For determination of enzyme activity, adherently growing cells (10⁵ cells/well) were seeded into black-walled, clear-bottom 96-well plates (Optilux™; BD Bioscences, Heidelberg, Germany). After 24 h incubation with DMEM/10% FCS, the medium was changed into serum-free and phenol red-free DMEM (100 µL) containing NSA (final concentration 10 µM). The cells were then incubated for 2 h at 37°C with the respective substrate, either alone or with inhibitor (see Table 1). All reagents were directly added to the medium. The following incubation solutions were used (the final concentrations are indicated, S means the assay contains only the substrate, SI means the assay contains substrate and inhibitor).
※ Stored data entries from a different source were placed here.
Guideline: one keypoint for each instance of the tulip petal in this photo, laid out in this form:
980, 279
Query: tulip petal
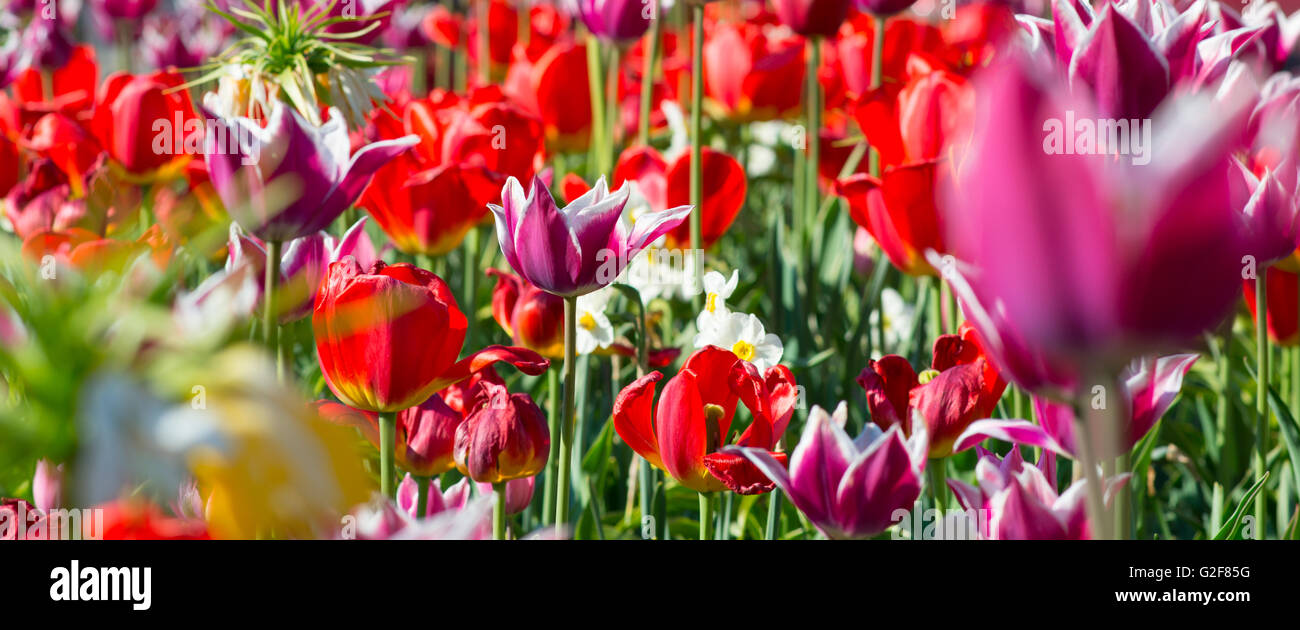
633, 417
1017, 431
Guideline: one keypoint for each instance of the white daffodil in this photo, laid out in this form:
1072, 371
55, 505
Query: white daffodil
718, 289
897, 324
593, 327
742, 334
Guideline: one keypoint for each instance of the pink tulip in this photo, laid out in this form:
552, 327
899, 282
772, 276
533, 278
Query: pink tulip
47, 486
1022, 503
848, 489
302, 263
1095, 259
576, 250
1149, 389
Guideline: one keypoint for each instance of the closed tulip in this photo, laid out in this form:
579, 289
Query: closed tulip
388, 337
505, 438
147, 126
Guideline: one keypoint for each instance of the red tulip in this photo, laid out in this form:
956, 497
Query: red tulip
68, 146
70, 90
533, 317
389, 337
749, 70
425, 434
960, 387
668, 186
423, 211
503, 438
684, 433
147, 125
1283, 287
91, 253
554, 86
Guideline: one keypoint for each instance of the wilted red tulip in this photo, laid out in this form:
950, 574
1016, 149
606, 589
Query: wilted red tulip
69, 88
533, 317
960, 387
684, 433
389, 337
503, 438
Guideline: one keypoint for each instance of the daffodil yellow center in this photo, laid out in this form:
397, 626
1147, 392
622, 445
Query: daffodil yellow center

For CB: (S) 1 mM Z-RR-4MβNA; (SI) 1 mM Z-RR-4MβNA plus 1 µM CA-074Me. For CH: (SI) 1 mM H-R-4MβNA plus 1 µM bestatin. For CK: (S) 1 mM Z-GPR-4MβNA; (SI) 1 mM Z-GPR-4MβNA plus 1 µM Z-LG-ψ{CN}. For CL: (S) 0.1 mM Z-FR-4MβNA; (SI) 0.1 mM Z-FR-4MβNA plus 1 µM Z-FF-CHN₂. After 2 h, the cells were covered with 100 µL phosphate-buffered saline (PBS) at 37°C, and the microtiter plates were recorded with the Fluor-S™ MultiImager and qualified using the Quantity One® 4.2.1 Software (both from Bio-Rad Laboratories, Munich, Germany). The generated fluorescent product was determined at least in duplicates with excitation and emission wavelength of 488 and 520–530 nm (fluorescein setting), respectively. All measurements were accompanied by a negative control, which included all components of the assay except the substrates (autofluorescence). These autofluo-rescence values have to be subtracted prior calculation of the activity. The enzyme activities were calculated in the following manner: CB = CB(S)-CB(SI); CH = CH(SI); CK = CK(S)-CK(SI); CL = CL(S)-CL(SI). After another washing step with PBS at 37°C, the cells may be covered with, for example, ProLong® Antifade kit (Molecular Probes, Invitrogen, Carlsbad, CA, USA) for microscopic observation.